In war and postwar years, experimental art, with literature, poetry, criticism, the theater, architecture, the dance, was vibrant with a new quality of life, that had here and there the aspects of a minor Renaissance. An inconsequential phase of Paris life came to Greenwich Village with its postures and its parasites, and that historic section of New York City became the center from which a kind of Bohemian life spread over the country. D. H. Lawrence, Marcel Proust, T. S. Eliot, Ezra Pound, Gertrude Stein; the Russian Ballet, the Provincetown Players; the Liberator and the Masses, were of the times.
Forty thousand people attended the large-scale exhibition of French post-Impressionist masterpieces at the Metropolitan Museum in New York in 1921, the largest and most important exhibition of its kind in America to that time, showing that public resistance to what is strange and new was in this case wearing down. An anonymous group protest followed, ostensibly made by the museum's important supporters. It denounced the exhibition as a vicious influence and referred to certain artists as "degenerates." But it was proof of the changing times that nothing came of it.

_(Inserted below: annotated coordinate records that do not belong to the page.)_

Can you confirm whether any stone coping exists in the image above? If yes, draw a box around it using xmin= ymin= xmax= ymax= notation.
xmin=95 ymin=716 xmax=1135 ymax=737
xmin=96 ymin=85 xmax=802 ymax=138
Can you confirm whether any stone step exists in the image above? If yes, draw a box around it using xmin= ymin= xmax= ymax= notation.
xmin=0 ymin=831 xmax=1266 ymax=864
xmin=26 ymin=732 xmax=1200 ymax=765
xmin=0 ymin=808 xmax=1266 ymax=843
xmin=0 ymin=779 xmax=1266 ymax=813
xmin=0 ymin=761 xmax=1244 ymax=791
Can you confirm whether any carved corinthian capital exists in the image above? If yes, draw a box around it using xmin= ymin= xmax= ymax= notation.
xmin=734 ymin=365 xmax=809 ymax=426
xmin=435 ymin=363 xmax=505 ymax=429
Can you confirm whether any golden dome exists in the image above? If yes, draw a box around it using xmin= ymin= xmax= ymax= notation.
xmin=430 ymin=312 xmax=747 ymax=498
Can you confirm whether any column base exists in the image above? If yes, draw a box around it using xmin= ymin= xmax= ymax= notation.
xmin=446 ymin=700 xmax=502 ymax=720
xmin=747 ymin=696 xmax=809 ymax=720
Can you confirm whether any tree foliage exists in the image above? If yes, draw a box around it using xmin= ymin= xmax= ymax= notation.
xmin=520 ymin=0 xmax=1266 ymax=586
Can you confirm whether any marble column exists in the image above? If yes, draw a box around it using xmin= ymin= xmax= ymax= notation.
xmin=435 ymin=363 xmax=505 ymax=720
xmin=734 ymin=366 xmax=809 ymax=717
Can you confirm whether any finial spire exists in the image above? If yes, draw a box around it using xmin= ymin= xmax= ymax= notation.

Technical facility and knowledge of the backgrounds of art increased prodigiously all over the country. Men of talent gained recognition as post-Impressionists, while a few individuals of exceptional sensibility developed their own independent modern art style.
Before the mid-twenties, and partly at least in response to the fashions in art that demanded the new interest, there were signs of a general turning from problems of form to problems of subject; and in the decade from 1925 to 1935, painters and sculptors in numbers became again American realists.
Charles Burchfield was a young painter, for instance, working with an intense consciousness of the changes that advancing industrial life were making in his native Ohio. Being a romantic realist he undertook to do in painting what Sherwood Anderson had done in prose in Winesburg, Ohio and other stories, and to add his own testimony to that of Masters, Dreiser, Willa Cather, and the others, as to the impact of industry upon the lingering pioneer life. He is said to have been the first "American Scene" artist. "American Scene" art, the essential significance of which was obscured for a time by the almost spectacular publicity with which it was attended, was part of a new impulse to paint American, to capture the spirit of our changing, dynamic life. It appeared simultaneously with the wave of neoRomanticism that marked the reaction of French painting against abstract art (and also with Surrealism).
The art of class-conscious American workers and their struggle for power came to prominence about the same time, inheriting high standards of graphic design from the revolutionary periodicals of our own country and certain modern painting practices from the Mexicans. The disillusionment and cynicism of the postwar Germans, the Verists, were echoed in their early work. Rivera, Siqueiros, and Orozco, revolutionary Mexico's official muralists, were largely responsible for a new phase of interest in fresco in this country and for opportunities which began to open to American artists in this direction.